Part of review forum on “Playing with Fire: Parties and Political Violence in Kenya and India”
Aditi Malik’s book, Playing with Fire: Parties and Political Violence in Kenya and India, centers on the capacity and motivation of politicians to use political parties to supply political violence. It breaks from the focus on politicians as the ringleaders of political violence, which dominates the conflict literature (6). Malik posits that “party instability can crucially condition elites’ decisions about supplying party violence as well as the scale at which to do so” (7). Parties that are unstable or short-lived, in weak legal and institutional environments, offer politicians an incentive to use violence to meet political ends because sanctioning from voters is less likely and less costly; politicians in unstable parties discount the future more heavily than those in stable parties (7). With this book, Malik provides an important contribution to the tools for predicting and preventing political violence by establishing the conditions under which political parties supply violence.
The political actor features as the protagonist in much of the literature on political violence—especially electoral violence. Experts consider a political actor’s ambition, grievance, ability to build a coalition for violence, or the aggrieved community they represent, as rationales for fomenting violence. Other facilitating environmental factors may come into consideration, as scholars and practitioners attempt to understand the likelihood of violence: the role of the media, rule of law, or regime type. Yet, at the center remains the political actor and how they interact with these variables, as Malik summarizes in the literature review (8–11). However, from a practitioner’s perspective, centralizing the political actor in political violence prevention is difficult. Political actors may conceal their true intentions for violence, fearing international backlash, for example. Such obfuscation may result in weaker prevention strategies. In Playing with Fire, categorizing party volatility on a four-point scale, from stable to extremely unstable, Malik provides a more visible signal of the probability of violence (25). The break-down and restructuring of political parties hides less easily than a political actor’s commitment to peace.

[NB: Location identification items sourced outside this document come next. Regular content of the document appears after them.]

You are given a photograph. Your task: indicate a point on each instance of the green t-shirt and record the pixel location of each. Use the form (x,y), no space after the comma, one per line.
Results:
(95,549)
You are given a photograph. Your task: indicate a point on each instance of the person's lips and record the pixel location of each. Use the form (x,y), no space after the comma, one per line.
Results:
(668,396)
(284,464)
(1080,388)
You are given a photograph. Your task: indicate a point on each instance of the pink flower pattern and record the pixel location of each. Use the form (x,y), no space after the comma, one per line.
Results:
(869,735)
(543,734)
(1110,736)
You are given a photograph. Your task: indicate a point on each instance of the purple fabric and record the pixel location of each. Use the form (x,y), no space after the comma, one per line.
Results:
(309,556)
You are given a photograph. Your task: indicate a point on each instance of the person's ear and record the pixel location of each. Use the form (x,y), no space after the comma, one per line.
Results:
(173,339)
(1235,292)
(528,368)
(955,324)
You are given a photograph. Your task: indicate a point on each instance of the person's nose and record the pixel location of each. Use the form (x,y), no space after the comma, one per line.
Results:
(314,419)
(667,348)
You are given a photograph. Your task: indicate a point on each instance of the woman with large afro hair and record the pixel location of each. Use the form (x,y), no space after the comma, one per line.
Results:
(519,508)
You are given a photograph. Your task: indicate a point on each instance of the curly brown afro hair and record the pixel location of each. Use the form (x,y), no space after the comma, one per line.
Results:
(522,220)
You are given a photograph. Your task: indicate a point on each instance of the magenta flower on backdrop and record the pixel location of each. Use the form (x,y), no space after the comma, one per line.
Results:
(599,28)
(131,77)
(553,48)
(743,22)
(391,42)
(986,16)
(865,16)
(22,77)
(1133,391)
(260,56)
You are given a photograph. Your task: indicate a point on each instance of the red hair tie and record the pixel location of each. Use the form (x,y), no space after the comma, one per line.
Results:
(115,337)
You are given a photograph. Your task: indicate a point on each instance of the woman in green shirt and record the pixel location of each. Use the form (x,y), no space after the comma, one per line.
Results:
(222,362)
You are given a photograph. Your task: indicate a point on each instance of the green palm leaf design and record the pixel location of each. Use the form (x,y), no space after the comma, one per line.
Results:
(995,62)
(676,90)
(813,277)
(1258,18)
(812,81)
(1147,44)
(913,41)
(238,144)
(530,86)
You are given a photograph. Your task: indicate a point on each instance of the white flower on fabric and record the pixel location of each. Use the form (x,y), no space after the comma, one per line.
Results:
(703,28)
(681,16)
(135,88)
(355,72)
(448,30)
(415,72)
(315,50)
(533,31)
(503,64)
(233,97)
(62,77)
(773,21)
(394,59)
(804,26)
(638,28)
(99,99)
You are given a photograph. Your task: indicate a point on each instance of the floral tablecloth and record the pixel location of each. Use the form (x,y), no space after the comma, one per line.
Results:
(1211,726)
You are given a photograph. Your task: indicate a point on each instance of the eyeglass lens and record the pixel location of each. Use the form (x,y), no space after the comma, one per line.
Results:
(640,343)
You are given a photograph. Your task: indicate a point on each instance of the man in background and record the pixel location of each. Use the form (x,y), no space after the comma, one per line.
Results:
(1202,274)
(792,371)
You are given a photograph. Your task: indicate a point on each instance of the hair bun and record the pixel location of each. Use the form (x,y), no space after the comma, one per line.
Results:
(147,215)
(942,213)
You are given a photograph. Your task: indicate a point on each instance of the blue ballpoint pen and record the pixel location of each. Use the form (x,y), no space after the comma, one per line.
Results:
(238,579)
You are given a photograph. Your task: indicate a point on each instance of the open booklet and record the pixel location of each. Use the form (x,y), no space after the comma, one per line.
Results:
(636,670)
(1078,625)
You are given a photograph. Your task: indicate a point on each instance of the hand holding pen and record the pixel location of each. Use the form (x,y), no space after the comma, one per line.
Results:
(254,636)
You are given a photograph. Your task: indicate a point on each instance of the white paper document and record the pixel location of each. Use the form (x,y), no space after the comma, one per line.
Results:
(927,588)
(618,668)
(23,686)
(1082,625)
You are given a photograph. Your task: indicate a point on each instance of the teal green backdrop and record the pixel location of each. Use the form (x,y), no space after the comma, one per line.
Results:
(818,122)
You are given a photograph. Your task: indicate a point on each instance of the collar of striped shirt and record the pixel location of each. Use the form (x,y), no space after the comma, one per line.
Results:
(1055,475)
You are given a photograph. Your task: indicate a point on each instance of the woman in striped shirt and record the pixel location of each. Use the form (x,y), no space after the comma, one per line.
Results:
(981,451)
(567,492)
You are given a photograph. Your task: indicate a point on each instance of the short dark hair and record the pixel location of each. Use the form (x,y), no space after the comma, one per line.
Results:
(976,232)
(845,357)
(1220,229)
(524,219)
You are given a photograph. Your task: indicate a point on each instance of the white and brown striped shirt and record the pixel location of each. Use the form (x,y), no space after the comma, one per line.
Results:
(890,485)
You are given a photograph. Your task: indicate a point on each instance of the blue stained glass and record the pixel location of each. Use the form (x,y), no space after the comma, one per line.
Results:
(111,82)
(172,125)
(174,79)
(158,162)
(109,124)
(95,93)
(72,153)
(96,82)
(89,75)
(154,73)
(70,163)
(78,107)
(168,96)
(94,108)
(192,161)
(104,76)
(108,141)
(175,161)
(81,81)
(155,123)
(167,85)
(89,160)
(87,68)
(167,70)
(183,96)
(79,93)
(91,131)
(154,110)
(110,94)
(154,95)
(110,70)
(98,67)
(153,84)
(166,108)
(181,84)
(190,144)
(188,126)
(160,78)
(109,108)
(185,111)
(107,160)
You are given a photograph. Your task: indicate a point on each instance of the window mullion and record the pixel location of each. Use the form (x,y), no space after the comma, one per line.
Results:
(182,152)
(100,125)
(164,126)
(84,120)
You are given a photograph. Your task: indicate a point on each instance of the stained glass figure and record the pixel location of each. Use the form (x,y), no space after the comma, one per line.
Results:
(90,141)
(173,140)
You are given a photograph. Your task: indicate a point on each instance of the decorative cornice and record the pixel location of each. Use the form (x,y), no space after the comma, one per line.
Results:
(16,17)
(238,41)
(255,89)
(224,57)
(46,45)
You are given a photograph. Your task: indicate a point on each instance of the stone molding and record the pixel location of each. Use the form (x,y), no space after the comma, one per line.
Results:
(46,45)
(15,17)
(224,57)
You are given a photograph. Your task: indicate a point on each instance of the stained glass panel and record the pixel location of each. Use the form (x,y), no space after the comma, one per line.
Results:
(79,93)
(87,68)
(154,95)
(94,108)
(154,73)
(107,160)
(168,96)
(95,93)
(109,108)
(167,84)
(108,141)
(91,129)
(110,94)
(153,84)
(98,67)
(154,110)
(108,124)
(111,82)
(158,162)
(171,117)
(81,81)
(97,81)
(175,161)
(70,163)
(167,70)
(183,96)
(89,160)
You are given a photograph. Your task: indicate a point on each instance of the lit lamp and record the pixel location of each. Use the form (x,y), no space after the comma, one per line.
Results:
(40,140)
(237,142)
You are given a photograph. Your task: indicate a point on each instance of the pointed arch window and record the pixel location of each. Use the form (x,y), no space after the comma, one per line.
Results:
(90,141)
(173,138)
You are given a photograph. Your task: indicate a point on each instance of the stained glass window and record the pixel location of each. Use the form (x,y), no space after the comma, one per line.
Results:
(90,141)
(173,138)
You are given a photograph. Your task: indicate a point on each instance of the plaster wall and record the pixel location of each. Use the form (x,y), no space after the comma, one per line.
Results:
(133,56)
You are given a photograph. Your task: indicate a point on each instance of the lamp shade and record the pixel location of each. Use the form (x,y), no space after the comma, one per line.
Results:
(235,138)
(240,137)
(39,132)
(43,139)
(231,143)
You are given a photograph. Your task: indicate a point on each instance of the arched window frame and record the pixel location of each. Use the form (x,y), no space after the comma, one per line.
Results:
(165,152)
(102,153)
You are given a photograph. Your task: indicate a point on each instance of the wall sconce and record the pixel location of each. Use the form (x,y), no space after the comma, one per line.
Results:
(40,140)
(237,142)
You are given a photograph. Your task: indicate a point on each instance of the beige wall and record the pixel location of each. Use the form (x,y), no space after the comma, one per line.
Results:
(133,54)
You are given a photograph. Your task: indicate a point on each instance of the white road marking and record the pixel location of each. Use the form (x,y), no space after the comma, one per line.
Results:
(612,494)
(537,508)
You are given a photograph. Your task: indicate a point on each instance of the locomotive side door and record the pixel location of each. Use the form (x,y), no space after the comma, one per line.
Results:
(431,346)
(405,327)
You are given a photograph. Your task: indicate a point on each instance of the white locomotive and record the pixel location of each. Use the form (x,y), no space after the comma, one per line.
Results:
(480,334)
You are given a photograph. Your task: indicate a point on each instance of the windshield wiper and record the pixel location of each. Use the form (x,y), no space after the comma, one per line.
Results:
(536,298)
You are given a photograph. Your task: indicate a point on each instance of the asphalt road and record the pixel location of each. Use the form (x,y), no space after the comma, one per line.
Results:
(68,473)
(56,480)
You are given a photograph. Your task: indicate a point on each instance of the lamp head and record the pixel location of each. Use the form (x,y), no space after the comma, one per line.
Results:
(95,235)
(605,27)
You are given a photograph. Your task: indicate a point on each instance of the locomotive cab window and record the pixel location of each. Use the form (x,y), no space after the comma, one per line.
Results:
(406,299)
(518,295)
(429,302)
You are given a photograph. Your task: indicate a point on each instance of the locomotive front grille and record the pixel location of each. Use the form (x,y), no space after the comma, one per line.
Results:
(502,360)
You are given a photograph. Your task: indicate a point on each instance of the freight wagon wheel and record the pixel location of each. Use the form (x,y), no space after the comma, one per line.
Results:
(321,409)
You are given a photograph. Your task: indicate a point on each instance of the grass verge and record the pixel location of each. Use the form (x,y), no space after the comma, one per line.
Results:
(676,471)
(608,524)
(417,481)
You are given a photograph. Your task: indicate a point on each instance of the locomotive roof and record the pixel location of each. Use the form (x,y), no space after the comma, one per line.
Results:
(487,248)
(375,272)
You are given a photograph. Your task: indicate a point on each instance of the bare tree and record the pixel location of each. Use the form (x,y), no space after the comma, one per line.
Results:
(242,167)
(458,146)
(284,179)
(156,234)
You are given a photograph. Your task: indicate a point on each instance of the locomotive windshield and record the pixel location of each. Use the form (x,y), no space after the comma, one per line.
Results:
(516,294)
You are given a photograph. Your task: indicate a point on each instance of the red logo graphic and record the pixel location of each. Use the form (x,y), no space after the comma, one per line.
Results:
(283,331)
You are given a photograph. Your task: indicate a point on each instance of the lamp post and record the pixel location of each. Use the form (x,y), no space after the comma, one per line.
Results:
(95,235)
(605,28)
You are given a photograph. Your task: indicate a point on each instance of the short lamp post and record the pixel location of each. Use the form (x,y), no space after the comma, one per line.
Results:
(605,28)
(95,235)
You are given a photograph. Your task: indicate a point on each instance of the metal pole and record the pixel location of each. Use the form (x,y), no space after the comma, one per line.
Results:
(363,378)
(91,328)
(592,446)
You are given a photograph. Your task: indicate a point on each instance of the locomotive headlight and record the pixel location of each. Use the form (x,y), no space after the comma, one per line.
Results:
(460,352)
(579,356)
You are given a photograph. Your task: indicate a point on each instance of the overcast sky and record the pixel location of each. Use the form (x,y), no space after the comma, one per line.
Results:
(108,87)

Using political party instability as an indicator, stakeholders working to prevent violence can form more reliable predictions on the probability of violence and develop more appropriate mechanisms for mitigation. Malik’s case study analysis of Kenya during the violence following the 2007 elections provides an example of how party volatility can impact practitioners’ anticipation and mitigation of violence (107, 115–16). In the years following the violence, the international, regional, and domestic response resulted in a new constitution, the establishment of counties, and indictments at the International Criminal Court against six Kenyans (including Presidents William Ruto and Uhuru Kenyatta), for their roles in the violence. These responses addressed the postelection violence appropriately, but proved insufficient, as violence persisted in subsequent elections. Violence prevention strategies did not account for the volatility of the political parties, and political violence continued. A conflict prevention strategy that accounted for party volatility may have focused more intently on the periods between elections, for example—focusing on the areas with the highest party volatility. Accounting for party volatility in Kenya’s case may have entailed a more continuous level of intervention, rather than the episodic programming that materializes a few months prior to elections.
Understanding party volatility is novel and useful for practitioners engaged in preventing and mitigating political violence. Malik’s book raises three broad questions and suggestions for further work. First, we should understand the drivers of party volatility more clearly. Does elite ambition to form fast lanes to getting to power result in party volatility? Second, related to the first, do some environments produce more party volatility than others? Do particular times in a nation render it more susceptible to political volatility (following conflict, for example)? Thirdly, what proxies can signal the different levels of instability? How do the different volatility levels manifest on the ground to those working to prevent violence? The three questions are inter-related and point to the same objective: practitioners engaged with violence prevention work are most effective when predictions of violence improve. Party volatility provides a more visible signal of impending violence. In this regard, Malik’s book adds a new tool for preventing violence and opens the door for further research.